Gone was the street-wise opportunist. Nostalgia, at age 20.
For a few moments, we were silent. Wispy, translucent insects flitted in the dying light. Lazy waves puckered brown lips, smacking wet kisses on the beach. A phalanx of ducks whooshed by. Suddenly everything felt so immediate, so transient, so vulnerable.
I lay back in the warm water and watched the people at their social bath, strung out for a hundred yards. Floating there, I thought of them as I saw them: half in the darkening water, half in the darkening sky. Halved.
I spun myself slowly, taking it all in, memorizing. Too much. Too little. I wanted to hold on, hug something... persist where changes were cyclic, like the day, not final, like this rushing, this rushing by, of something precious, forever.

Whole forests, whole communities, were flowing down these rivers. On the surface, there were the rafts of logs; and under the surface, the silt, and that glorious mud on the banks.
Drain forest, I thought, insulating myself with puns, substituting something minimally creative for something massively destructive: the hole is greater than the loss of its parts.
"It's the logging." His voice broke my reverie and I stood up. "The Chinese back in Kuala Lumpur don't care–it's just for the quick money." I watched his face contort. Then he shrugged. The bath was over.

It was strange to hear a hustler decrying the quick buck. But I would hear it again in Kapit, in the town square, where I was approached by an Iban street-capitalist, out to see what his greatest asset, a little English, could get him. Just conversation, it turned out–I didn’t want a girl and didn’t have a cigarette. Nervously, he responded to my questions about life in this small river-port city.
Things were booming now, he said, at least for some. Yet everyone knew that with the last log, everything would go bust. It was stupid, he summarized, corrupt. But he didn’t want to talk long, apologizing that it was a political issue that could land one in jail, especially complaining to a foreigner about it.

And again in Kuching: while walking on the far outskirts late one Saturday evening, half-lost, I was called over by a group of Malay youths gathered around a fire. One was ostentatiously playing with a machete.

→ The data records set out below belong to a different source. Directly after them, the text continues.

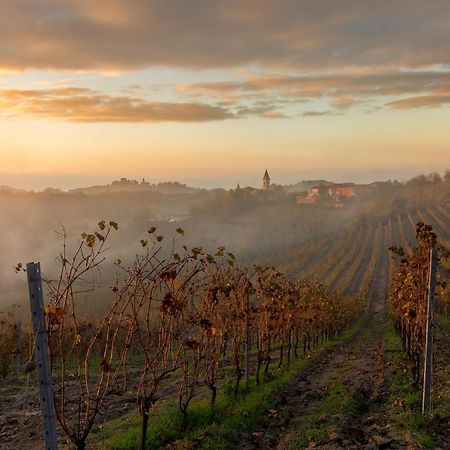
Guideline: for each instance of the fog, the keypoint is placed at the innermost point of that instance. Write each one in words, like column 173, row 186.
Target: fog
column 253, row 224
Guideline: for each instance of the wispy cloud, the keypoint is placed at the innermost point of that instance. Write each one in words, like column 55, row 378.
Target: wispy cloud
column 85, row 105
column 342, row 90
column 422, row 101
column 121, row 35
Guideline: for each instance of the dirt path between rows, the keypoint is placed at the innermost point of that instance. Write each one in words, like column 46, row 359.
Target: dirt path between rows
column 360, row 366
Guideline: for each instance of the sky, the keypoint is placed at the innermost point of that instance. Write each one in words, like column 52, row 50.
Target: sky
column 211, row 93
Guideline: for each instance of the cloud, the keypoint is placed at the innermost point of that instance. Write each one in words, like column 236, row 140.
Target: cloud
column 122, row 35
column 85, row 105
column 342, row 90
column 317, row 113
column 423, row 101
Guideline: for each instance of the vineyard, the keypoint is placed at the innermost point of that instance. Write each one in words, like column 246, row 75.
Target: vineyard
column 180, row 326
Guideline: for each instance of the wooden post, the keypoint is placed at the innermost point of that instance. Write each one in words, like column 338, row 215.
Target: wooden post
column 247, row 340
column 18, row 347
column 42, row 357
column 428, row 357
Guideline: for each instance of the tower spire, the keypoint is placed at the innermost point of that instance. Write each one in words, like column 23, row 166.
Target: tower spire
column 266, row 180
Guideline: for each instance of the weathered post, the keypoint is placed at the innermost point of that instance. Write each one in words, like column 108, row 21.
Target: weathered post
column 17, row 352
column 247, row 339
column 42, row 356
column 428, row 359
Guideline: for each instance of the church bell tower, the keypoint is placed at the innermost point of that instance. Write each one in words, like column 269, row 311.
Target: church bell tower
column 266, row 180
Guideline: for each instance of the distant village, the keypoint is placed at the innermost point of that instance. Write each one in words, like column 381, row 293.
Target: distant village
column 311, row 192
column 307, row 192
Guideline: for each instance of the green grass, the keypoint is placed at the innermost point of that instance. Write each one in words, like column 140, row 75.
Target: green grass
column 318, row 422
column 443, row 321
column 405, row 399
column 220, row 428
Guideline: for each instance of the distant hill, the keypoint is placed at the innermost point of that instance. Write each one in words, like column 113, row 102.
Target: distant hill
column 11, row 189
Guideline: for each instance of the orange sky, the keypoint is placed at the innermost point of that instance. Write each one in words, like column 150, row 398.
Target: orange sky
column 215, row 93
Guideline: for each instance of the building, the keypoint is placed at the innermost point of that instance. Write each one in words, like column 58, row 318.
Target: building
column 344, row 190
column 266, row 180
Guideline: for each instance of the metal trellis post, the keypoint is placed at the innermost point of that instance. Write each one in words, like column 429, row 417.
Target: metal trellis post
column 42, row 356
column 428, row 359
column 18, row 348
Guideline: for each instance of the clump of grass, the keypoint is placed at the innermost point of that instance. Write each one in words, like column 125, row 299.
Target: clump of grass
column 218, row 428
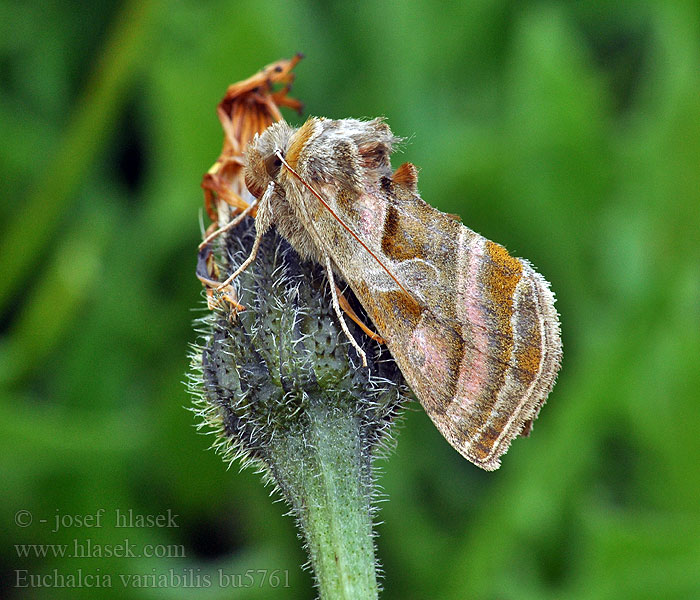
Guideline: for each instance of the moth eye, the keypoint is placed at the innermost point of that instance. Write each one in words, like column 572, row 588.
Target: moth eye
column 272, row 165
column 253, row 186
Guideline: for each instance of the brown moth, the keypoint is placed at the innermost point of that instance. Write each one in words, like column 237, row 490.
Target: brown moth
column 473, row 330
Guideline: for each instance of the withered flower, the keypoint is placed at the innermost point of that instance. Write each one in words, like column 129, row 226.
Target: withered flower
column 274, row 377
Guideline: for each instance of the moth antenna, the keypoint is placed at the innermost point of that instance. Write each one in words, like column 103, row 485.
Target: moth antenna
column 345, row 226
column 336, row 307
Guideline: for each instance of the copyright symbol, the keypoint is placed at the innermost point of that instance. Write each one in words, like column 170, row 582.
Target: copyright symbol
column 23, row 518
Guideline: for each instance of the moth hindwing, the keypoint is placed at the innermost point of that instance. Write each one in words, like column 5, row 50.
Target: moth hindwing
column 473, row 330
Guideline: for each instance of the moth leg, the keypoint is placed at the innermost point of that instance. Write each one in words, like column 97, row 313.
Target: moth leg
column 232, row 223
column 263, row 220
column 336, row 307
column 347, row 309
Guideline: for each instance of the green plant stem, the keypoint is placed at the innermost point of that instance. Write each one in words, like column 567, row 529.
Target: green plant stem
column 26, row 236
column 329, row 486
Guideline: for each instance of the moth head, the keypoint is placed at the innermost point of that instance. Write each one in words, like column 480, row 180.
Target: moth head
column 263, row 165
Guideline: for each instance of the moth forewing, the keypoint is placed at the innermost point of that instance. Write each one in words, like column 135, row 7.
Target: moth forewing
column 473, row 330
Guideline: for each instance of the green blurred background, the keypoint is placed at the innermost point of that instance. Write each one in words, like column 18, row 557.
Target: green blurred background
column 569, row 132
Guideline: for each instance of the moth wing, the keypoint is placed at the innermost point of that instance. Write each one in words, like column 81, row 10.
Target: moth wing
column 476, row 336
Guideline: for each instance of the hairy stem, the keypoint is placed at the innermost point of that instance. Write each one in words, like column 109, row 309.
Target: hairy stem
column 329, row 486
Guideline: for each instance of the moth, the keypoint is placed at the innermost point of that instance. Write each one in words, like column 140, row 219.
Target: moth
column 473, row 330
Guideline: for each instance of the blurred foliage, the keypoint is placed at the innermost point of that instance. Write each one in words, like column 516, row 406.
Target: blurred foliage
column 569, row 132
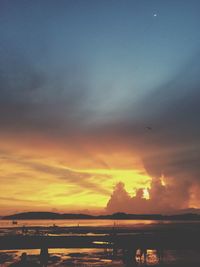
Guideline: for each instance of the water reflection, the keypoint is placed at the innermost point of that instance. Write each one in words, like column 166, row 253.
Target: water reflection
column 102, row 258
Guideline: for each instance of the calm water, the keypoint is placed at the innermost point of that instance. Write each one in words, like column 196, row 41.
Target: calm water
column 92, row 223
column 102, row 257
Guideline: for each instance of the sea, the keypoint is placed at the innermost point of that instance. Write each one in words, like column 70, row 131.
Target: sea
column 99, row 257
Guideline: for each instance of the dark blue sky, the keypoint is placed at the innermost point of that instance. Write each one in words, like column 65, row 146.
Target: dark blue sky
column 102, row 71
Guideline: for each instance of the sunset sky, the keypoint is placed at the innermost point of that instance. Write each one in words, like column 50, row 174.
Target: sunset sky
column 99, row 105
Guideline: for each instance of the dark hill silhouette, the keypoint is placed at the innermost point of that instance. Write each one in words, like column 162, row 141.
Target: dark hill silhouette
column 116, row 216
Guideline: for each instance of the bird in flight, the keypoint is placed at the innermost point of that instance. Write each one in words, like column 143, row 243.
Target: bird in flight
column 148, row 128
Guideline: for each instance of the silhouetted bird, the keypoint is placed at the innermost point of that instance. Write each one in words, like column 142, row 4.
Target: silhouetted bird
column 148, row 128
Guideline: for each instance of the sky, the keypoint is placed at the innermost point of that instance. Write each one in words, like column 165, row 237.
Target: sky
column 99, row 105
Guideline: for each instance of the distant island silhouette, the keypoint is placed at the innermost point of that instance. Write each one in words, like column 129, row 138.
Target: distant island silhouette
column 114, row 216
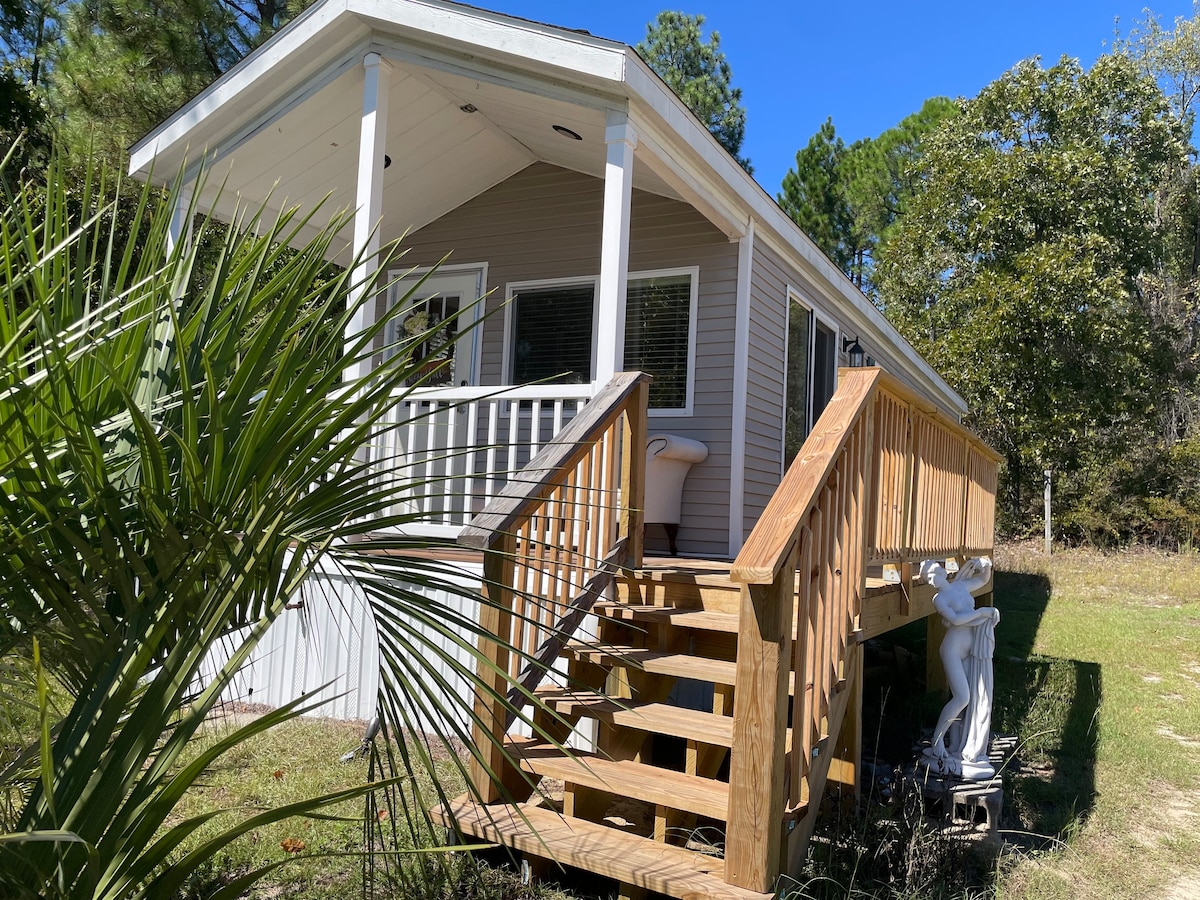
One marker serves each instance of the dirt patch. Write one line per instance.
(1173, 811)
(1191, 743)
(1186, 887)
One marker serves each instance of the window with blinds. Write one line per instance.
(658, 327)
(552, 334)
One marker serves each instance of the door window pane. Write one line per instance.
(825, 370)
(435, 323)
(799, 379)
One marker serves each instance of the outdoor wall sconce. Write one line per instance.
(850, 345)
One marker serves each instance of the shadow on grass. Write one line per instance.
(1051, 706)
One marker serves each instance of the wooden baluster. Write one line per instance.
(495, 618)
(828, 583)
(633, 474)
(811, 723)
(802, 697)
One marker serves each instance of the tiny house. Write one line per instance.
(553, 174)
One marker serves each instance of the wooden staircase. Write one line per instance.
(709, 766)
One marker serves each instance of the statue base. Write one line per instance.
(945, 763)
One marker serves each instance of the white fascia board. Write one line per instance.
(719, 174)
(538, 46)
(331, 23)
(232, 87)
(425, 57)
(652, 150)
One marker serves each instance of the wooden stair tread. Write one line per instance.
(677, 616)
(657, 718)
(667, 787)
(678, 665)
(681, 617)
(605, 851)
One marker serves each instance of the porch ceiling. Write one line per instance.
(441, 155)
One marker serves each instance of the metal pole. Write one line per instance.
(1045, 477)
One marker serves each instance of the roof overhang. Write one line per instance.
(473, 99)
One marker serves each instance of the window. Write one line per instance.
(551, 333)
(811, 375)
(799, 379)
(658, 335)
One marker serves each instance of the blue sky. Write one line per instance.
(865, 63)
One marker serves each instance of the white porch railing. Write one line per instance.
(454, 448)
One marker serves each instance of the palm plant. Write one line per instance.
(178, 455)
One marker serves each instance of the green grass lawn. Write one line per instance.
(1115, 723)
(1097, 672)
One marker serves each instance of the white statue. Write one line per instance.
(963, 733)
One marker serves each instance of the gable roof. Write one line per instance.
(474, 96)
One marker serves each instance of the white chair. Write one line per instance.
(669, 457)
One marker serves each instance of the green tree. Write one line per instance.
(1171, 57)
(697, 71)
(1015, 268)
(847, 198)
(125, 65)
(814, 196)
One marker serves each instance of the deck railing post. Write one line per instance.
(757, 795)
(489, 768)
(633, 475)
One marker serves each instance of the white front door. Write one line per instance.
(443, 310)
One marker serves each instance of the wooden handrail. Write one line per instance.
(769, 544)
(529, 486)
(885, 477)
(552, 540)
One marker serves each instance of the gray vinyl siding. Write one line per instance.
(771, 277)
(544, 222)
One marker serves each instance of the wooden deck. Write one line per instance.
(882, 481)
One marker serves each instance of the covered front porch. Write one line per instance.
(576, 214)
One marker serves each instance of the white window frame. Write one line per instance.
(513, 288)
(693, 271)
(799, 299)
(400, 280)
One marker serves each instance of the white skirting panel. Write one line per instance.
(331, 640)
(327, 647)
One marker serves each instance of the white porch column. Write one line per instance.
(179, 229)
(369, 203)
(618, 190)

Ignoring them wasn’t an option. They wanted to know if I was a logging executive. I was glad I wasn't.
On the flight from Kuching to Singapore, the short on-screen entertainment was preceded with a commercial. "Guinness Beer is Good for You," it sloganeered. I reflected on truth in advertising. Certainly one ad I had seen in Sibu had a ring of truth to it. It was for Husqvarna chain saws: "We make the world." I looked out the airplane window and saw a wide, meandering river flowing into the South China Sea. The brown it was discharging fanned out to sea for miles. Borneo is bleeding.